Оставалась слабая надежда, что меня все же не узнают – я стал старше, сильно исхудал, малость подрастерял былой шарм, – но меня с головой выдавали мои полутерранские черты, материнское наследство. Не хотелось ни с кем встречаться, что-то лепетать в свое оправдание. Я мечтал убраться из Ран’на как можно скорее. Я хотел уехать домой.
Наш мир, планета О, – идеальное место для путешествий во времени. Никаких тебе перемен. Наши поезда на солнечной энергии веками курсируют по одному и тому же графику. В магазинах мы подписываем квитанции, которые включаются в товарный обмен или в ежемесячные банковские расчеты, так что мне вовсе не пришлось предъявлять станционному кассиру загадочные монеты из будущего. Черканув на корешке имя и адрес, я получил свой билет и вскоре уже катил по направлению к дельте Садуун.
За окнами бесшумной фотоэлектрички замелькали поля и холмы сперва Южного бассейна, затем Северо-Западного, оба петляли вдоль плавных излучин великой Садуун. Увы, поезд мой тормозил едва ли не у каждого столба, и на перрон полустанка Дердан’над я выбрался только под вечер. Хотя в воздухе уже запахло весной, перрон покрывала липкая зимняя грязь, не пыль.
Я вышел на дорожку к Удану. Распахнув придорожную калитку, которую сам же перевешивал несколько дней/восемнадцать лет тому назад, и удостоверившись, что петли все еще новые и крутятся без скрипа, я испытал приятое чувство. Ямсусыни все как одна сидели на яйцах. Судя по их линялым бокам, вялым покачиваниям долгих шей и настороженным взглядам в мой адрес, новые выводки ожидались со дня на день. Над холмами нависли тяжелые тучи. По горбатому мостику я пересек говорливую Оро. Несколько крупных голубых рыбин сбились в стайку под одной из опор; я невольно приостановился – вот бы острогу сейчас… Начинало моросить, и я поспешил дальше. Крупные капли студили мне лицо. За поворотом дороги открылся сам дом – темные широкие кровли у подножия увенчанного лесом холма. Миновав коллектор и ирригационный контроль, пройдя по-зимнему голой аллеей, я поднялся в портик, и вот я уже у дверей, у широких дверей родного Удана.
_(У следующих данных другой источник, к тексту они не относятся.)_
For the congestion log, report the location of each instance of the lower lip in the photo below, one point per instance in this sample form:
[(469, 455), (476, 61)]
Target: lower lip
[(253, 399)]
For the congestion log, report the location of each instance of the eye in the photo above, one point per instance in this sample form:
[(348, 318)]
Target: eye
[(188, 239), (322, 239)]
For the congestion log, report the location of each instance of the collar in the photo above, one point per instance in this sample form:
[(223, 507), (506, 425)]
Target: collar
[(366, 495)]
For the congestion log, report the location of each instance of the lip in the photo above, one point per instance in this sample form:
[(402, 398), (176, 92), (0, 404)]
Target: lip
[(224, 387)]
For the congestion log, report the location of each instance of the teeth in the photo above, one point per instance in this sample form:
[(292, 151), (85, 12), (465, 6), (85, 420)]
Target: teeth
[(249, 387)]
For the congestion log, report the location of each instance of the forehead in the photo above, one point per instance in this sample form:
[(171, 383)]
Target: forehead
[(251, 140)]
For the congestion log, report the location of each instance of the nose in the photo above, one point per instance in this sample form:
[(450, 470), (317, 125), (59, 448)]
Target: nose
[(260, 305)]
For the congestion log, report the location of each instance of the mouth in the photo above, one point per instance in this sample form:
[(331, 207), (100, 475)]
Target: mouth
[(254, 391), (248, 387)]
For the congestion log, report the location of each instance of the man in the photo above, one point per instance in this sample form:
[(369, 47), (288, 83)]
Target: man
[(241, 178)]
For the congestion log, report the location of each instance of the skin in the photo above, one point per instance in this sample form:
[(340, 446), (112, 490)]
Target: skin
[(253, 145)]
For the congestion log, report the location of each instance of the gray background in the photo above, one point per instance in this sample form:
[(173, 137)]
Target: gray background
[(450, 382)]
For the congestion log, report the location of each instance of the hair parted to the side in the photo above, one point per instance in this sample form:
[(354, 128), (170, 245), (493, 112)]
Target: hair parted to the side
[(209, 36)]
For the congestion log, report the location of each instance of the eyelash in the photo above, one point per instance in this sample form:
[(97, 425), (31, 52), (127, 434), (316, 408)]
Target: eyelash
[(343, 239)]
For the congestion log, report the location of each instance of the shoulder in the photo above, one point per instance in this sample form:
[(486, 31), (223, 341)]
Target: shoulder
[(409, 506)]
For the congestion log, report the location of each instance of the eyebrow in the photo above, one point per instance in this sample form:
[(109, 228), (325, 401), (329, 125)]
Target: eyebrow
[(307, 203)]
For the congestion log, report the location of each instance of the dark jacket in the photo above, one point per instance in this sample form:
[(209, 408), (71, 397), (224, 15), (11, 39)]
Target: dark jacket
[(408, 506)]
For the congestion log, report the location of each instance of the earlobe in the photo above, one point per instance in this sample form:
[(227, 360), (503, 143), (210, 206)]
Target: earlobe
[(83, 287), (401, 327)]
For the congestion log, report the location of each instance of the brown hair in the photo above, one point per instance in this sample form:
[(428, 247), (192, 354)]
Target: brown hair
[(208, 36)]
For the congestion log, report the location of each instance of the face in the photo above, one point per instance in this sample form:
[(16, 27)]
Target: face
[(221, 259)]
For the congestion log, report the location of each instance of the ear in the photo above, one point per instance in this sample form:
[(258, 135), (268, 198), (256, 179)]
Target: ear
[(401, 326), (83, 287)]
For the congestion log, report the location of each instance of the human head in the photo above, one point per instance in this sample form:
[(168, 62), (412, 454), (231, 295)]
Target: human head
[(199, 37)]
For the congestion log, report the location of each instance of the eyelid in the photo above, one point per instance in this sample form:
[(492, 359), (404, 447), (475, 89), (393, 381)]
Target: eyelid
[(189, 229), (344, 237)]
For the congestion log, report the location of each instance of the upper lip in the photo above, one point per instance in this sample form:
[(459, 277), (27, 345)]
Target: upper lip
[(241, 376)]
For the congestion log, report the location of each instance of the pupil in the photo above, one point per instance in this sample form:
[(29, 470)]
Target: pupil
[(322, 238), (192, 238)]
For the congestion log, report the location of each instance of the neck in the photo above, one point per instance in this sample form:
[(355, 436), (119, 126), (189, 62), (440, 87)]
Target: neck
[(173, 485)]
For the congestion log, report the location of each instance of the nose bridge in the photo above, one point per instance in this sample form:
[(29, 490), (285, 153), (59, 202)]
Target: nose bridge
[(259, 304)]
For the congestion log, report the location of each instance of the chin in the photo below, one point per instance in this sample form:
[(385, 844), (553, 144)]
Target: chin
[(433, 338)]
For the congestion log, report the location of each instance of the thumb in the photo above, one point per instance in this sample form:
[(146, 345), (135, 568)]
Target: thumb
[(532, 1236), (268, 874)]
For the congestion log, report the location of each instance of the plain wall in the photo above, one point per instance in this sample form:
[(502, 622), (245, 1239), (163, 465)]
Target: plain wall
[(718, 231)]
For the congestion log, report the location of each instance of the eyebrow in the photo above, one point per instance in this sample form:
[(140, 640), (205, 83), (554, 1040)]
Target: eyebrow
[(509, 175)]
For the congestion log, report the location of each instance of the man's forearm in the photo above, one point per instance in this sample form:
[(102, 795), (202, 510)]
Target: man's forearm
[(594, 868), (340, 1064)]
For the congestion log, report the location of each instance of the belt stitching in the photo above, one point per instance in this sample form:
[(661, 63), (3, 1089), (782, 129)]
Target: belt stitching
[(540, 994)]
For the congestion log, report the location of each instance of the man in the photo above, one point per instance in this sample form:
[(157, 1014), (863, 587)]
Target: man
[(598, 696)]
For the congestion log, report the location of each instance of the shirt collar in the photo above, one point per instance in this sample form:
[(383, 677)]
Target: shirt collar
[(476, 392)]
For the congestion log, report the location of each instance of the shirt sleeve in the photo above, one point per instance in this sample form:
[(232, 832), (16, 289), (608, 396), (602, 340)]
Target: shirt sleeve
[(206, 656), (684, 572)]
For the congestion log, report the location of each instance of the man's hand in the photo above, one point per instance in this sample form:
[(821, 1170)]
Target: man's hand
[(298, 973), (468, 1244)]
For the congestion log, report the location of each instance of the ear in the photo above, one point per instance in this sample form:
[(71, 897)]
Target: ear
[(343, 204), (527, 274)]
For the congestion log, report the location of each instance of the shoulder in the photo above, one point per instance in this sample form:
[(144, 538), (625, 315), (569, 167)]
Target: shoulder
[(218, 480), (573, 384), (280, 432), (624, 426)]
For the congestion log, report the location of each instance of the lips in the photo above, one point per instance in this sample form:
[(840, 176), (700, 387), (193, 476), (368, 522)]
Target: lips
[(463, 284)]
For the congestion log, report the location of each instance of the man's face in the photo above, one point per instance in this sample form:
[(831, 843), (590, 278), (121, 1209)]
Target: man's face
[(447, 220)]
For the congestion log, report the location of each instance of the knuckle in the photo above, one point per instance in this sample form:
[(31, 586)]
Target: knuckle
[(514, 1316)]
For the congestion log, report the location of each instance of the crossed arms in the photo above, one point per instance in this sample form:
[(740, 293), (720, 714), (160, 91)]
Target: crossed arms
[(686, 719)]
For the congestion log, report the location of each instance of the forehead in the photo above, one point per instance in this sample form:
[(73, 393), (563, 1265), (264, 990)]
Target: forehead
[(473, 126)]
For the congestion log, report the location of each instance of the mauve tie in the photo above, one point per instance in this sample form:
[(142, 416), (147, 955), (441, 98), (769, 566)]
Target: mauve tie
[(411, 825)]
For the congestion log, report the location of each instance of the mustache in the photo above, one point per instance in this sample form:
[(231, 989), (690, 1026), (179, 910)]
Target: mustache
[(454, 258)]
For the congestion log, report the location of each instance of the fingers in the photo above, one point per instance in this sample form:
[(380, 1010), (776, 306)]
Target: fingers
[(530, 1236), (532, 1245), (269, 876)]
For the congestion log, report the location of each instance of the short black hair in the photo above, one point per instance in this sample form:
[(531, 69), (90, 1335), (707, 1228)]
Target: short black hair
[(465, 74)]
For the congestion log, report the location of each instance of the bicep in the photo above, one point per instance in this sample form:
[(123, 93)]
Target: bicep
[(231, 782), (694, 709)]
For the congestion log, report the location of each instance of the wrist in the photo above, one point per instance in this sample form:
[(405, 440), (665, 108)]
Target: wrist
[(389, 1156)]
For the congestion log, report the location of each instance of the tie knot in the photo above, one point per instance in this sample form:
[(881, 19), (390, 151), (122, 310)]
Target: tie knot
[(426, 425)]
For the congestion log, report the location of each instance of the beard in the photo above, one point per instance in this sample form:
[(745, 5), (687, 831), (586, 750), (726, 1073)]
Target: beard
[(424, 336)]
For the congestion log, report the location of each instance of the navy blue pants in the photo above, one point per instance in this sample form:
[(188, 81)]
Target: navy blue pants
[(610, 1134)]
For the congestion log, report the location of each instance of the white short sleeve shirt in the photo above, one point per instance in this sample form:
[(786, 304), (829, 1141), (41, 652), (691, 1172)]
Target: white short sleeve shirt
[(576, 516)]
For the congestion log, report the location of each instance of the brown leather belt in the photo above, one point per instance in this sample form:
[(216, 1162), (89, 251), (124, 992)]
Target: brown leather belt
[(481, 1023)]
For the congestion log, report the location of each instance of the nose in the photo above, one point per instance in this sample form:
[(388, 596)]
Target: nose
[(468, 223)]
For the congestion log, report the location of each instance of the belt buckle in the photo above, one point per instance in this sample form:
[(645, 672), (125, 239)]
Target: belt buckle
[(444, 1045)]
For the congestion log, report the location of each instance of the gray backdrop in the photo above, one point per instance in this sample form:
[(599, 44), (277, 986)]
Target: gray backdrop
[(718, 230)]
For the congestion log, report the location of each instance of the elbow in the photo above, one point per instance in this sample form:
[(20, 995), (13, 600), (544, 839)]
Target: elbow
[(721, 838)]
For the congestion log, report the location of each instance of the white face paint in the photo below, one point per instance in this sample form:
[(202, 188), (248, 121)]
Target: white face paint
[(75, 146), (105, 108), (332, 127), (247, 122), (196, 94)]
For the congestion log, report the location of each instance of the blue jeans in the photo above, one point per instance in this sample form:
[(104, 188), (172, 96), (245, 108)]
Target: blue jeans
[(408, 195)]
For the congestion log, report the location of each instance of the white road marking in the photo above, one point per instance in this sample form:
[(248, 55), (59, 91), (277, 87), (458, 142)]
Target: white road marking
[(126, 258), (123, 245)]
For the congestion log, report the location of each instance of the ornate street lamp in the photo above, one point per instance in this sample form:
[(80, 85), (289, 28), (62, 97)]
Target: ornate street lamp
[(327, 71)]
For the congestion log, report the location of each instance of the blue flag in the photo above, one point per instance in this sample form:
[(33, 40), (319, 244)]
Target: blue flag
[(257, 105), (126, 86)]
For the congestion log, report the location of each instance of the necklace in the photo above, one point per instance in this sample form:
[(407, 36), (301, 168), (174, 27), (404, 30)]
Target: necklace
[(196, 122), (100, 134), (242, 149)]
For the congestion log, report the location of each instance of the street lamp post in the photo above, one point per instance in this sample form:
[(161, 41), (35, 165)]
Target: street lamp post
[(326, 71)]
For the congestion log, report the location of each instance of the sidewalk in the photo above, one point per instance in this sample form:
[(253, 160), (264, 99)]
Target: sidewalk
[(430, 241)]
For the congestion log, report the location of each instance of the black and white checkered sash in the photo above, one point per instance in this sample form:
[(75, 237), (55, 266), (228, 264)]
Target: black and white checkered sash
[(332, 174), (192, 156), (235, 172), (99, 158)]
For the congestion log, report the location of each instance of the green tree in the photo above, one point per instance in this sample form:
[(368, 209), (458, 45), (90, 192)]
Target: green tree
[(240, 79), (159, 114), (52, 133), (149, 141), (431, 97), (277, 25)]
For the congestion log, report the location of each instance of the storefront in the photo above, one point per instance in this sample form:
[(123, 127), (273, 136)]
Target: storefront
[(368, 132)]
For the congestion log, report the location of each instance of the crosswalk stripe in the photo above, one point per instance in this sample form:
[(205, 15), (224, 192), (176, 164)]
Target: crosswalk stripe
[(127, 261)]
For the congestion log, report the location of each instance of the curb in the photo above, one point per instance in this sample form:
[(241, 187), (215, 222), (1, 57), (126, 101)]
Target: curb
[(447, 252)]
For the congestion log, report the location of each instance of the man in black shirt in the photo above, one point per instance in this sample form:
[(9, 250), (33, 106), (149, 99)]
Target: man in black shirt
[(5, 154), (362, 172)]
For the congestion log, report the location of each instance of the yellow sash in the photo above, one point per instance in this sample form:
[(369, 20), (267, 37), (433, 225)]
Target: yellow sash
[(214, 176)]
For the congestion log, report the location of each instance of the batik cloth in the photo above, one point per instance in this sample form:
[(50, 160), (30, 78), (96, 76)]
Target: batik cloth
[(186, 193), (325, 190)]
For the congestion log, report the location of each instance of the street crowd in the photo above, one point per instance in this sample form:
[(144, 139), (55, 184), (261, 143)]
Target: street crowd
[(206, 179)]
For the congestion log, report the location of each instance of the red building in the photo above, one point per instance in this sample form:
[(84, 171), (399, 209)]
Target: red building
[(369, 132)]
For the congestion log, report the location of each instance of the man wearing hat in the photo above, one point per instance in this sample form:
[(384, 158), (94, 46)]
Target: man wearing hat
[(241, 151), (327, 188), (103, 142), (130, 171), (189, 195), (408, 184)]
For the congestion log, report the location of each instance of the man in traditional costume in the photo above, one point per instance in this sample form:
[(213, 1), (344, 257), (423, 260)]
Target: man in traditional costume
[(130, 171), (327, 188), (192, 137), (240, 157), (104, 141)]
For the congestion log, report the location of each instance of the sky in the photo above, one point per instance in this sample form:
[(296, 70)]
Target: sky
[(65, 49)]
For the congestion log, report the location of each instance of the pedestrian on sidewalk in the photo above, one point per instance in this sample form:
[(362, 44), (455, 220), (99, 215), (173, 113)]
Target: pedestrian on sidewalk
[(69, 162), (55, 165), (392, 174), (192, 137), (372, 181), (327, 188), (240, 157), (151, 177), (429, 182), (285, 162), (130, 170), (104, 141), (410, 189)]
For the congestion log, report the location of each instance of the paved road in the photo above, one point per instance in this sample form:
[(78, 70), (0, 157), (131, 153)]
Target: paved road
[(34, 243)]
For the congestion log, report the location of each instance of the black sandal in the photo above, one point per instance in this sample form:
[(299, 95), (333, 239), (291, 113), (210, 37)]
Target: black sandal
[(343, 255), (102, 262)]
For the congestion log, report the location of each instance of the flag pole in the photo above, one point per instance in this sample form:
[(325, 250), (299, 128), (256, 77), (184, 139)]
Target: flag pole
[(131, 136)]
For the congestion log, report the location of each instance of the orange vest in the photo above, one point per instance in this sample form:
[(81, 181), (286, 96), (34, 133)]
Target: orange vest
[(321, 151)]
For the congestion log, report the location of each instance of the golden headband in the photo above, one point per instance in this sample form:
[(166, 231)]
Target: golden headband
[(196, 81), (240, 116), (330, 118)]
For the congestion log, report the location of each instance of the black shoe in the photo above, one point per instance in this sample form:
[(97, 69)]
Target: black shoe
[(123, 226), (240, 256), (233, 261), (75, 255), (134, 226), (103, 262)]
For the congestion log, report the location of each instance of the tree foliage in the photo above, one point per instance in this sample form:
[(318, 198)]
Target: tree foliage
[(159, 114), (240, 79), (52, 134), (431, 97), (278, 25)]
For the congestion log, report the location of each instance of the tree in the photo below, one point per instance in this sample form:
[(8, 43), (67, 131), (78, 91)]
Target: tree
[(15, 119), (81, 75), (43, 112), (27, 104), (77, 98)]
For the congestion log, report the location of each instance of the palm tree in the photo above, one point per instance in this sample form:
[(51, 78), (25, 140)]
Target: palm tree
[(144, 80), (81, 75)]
Я пришел.
Через просторный холл бодро семенила Тубду – вовсе не та, которую я запомнил шестидесятитрехлетней, сморщенной, убеленной сединами, дряхлой старушонкой, – но Тубду прежняя, Большая Щекотка, Тубду в полном соку, пышная, смугло-румяная, проворная. Заметив меня, она сперва не признала, не поверила своим глазам: «Хидео! Откуда?» – затем в полном и окончательном замешательстве: «Хидео, ты? Здесь? Быть того не может!»
– Омбу, – воскликнул я, без труда припомнив наше детское ласковое прозвище для соматери, – Омбу, это я, твой Хидео, – не волнуйся! Все в порядке, я вернулся! – Крепко обняв ее, я прижался щекой к щеке.
– Но, но ведь… – Тубду отстранилась, всмотрелась в мое лицо. – Но что стряслось с тобою, мой мальчик, дорогой мой? – Обернувшись назад, она заголосила во всю мочь своих здоровых легких: – Исако! Исако!
Мать, увидев меня, естественно, решила, что я не сел на борт корабля, что в последний момент мне отказали мужество и решительность, – так подсказывало ее первое же порывистое объятие. Неужели сын действительно отказался от судьбы, ради которой собирался пожертвовать всем и вся? – о, я хорошо знал, что творится сейчас у матери в голове и на сердце. Прижавшись щекой к ее щеке, я шепнул:
– Я уезжал, мама, но я вернулся. Мне уже тридцать один год. Я вернулся, мама…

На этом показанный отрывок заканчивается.